Стоило бы создать музей, посвященный поколению литовских фотографов, сформировавшему так называемую литовскую школу фотографии.

Литва давно стала главной героиней ваших фотографий, их ландшафтом, самой их основой. Ей уже не нужно «приходить», появляться или заявлять о себе – она уже присутствует во всём содержании ваших работ. 

Да, но если мы говорим о создании образа страны, то это лучший способ, только никто им не пользуется. Я вспоминаю президента Валдаса Адамкуса. Я его искренне уважал за то, что в свои зарубежные поездки он брал с собой художников и выставки. Я вместе с ним побывал в Чехословакии и Ирландии, в Дублине. Полагаю, что он также возил с собой и других художников. Я считаю фотографию искусством, очень подходящим для презентации страны. Многие люди о нас ничего не знают, совсем. Многие говорят, что мы должны стать «более европейскими». Я на это отвечаю, что мы всегда были и есть в Европе. В годы оккупации наши мораль и этика подавлялись, но в то же время мы могли их хранить, лелеять и через это выживать.

Кавалеры в Салакасе, 1979

Как вы решили участвовать в проекте Дарюса Микшиса (Darius Mikšys) «За белым занавесом» на прошлогодней Венецианской биеннале

Мне позвонил его ассистент. Я скажу вам очень откровенно, что весьма скептично отношусь к Венецианской биеннале, так как создаётся впечатление, что Литва узнаёт только о той Венецианской биеннале, в которую вложены большие деньги. Несколько лет назад в павильоне Латвии выставлялись работы латышского фотографа Инты Руки.

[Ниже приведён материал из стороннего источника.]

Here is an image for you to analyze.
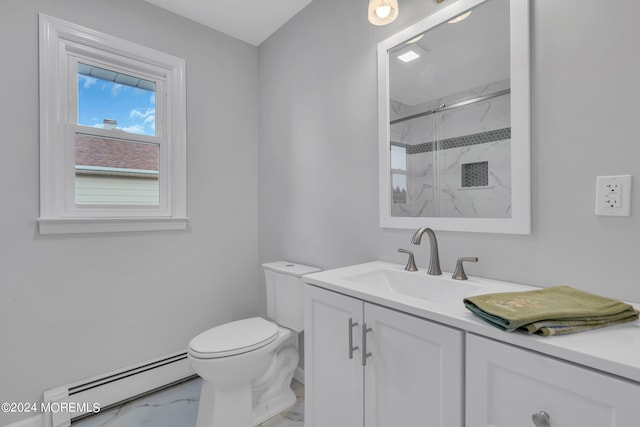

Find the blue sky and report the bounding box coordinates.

Но павильон Литвы всегда был особым. В 2011 году мы получили особый приз признания, в 2007 году – почетную награду за проект Nomeda ir Gediminas Urbonai, в 2005 году – особый приз признания за ретроспективу Йонаса Мекаса.

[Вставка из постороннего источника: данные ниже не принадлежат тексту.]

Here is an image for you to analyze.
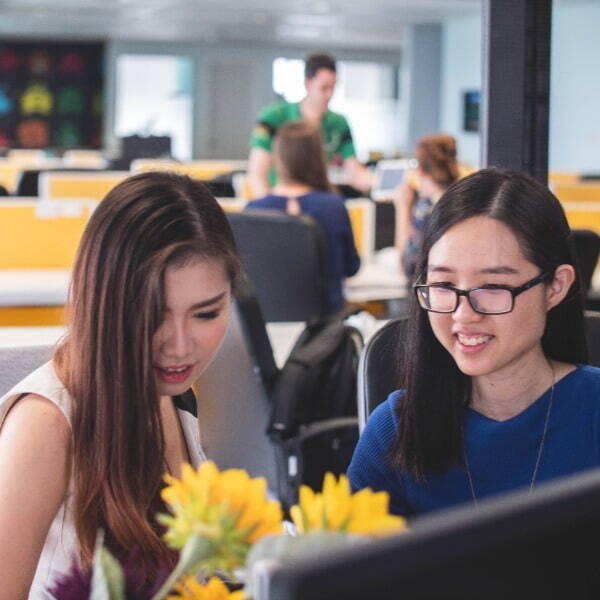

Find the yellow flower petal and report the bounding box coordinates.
[290,473,406,535]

Да. Это потому, что мы готовим проекты специально для биеннале. Можно сказать, что мы пытаемся приспособить к ней свой календарь культурных событий. Хотя есть, например, нью-йоркский MoMa, но мы почему-то не устраиваем особых акций в честь этого музея современного искусства. Я не усматриваю во всём этом никакого смысла. Я не называю это искусством. Я называю это Клубом Весёлых и Находчивых. Разве это духовное искусство, способное дать нам ответы на главные вопросы бытия? О жизни, смерти, любви? Или лучше называть это спортом? И эти проекты... Как вы можете называть произведения искусства «проектами»? Вслушайтесь, мы уже не идем на концерт. Мы идем на «проект». Музыка – «проект», театр – «проект». Мы как-то с Алвидасом Лукисом были в жюри британского посольства, и он мне говорит – этот проект очень хорош. Я с ним согласился, но не был уверен, какой будет сама выставка. И тогда Лукис мне говорит – да, но ведь гораздо труднее и гораздо важнее написать хорошую проектную заявку. Тогда возникает другой вопрос – «необходимо ли людям искусство в этом хаотичном мире?» Ответы я нахожу в музыке, кино, литературе. В фотографии – не так часто. Большая часть современного искусства, уж сколько я его видел, космополитична. В нём нет ничего специфического, ничего национального.

Руки матери, 1965

Деймантас Наркявичюс, недавно выставлявшийся вместе с вами в Париже, разрабатывает довольно национальные темы. Его работы не совсем о Литве как таковой, но всё же сильно привязаны к локальному контексту и живой (но невидимой) истории. Говоря о своей работе, он часто использует слово «меланхолия», но старается избегать «ностальгии».

Все очень боятся слова «ностальгия», чтобы не заподозрили в тоске по советским временам. Для меня ностальгия и сентиментальность – святые слова. Я ностальгирую по своей молодости, своей семье, своим маленьким детям, по этой временной шкале, а вовсе не по руководящей и направляющей партии. Люди любили, рождались и умирали и при фашистах, и при коммунистах. Ведь жизнь не останавливается. Жизнь – это то, по чему мы ностальгируем. Меня поражает, что из моих работ интереснее кажутся те, которые не современны. А как мы вообще можем определить современность, «сиюминутность»? Я произношу слова «этот миг», и через две секунды этот миг уже стал прошлым. Когда мы закончим это интервью, сегодняшний день станет уже вчерашним. Нужно, чтобы искусство было необходимо людям (и художникам тоже), которые просто иначе не могут жить и самовыражаться. А когда я вижу, что люди состязаются между собой, то это, скорее, следует называть олимпийскими играми.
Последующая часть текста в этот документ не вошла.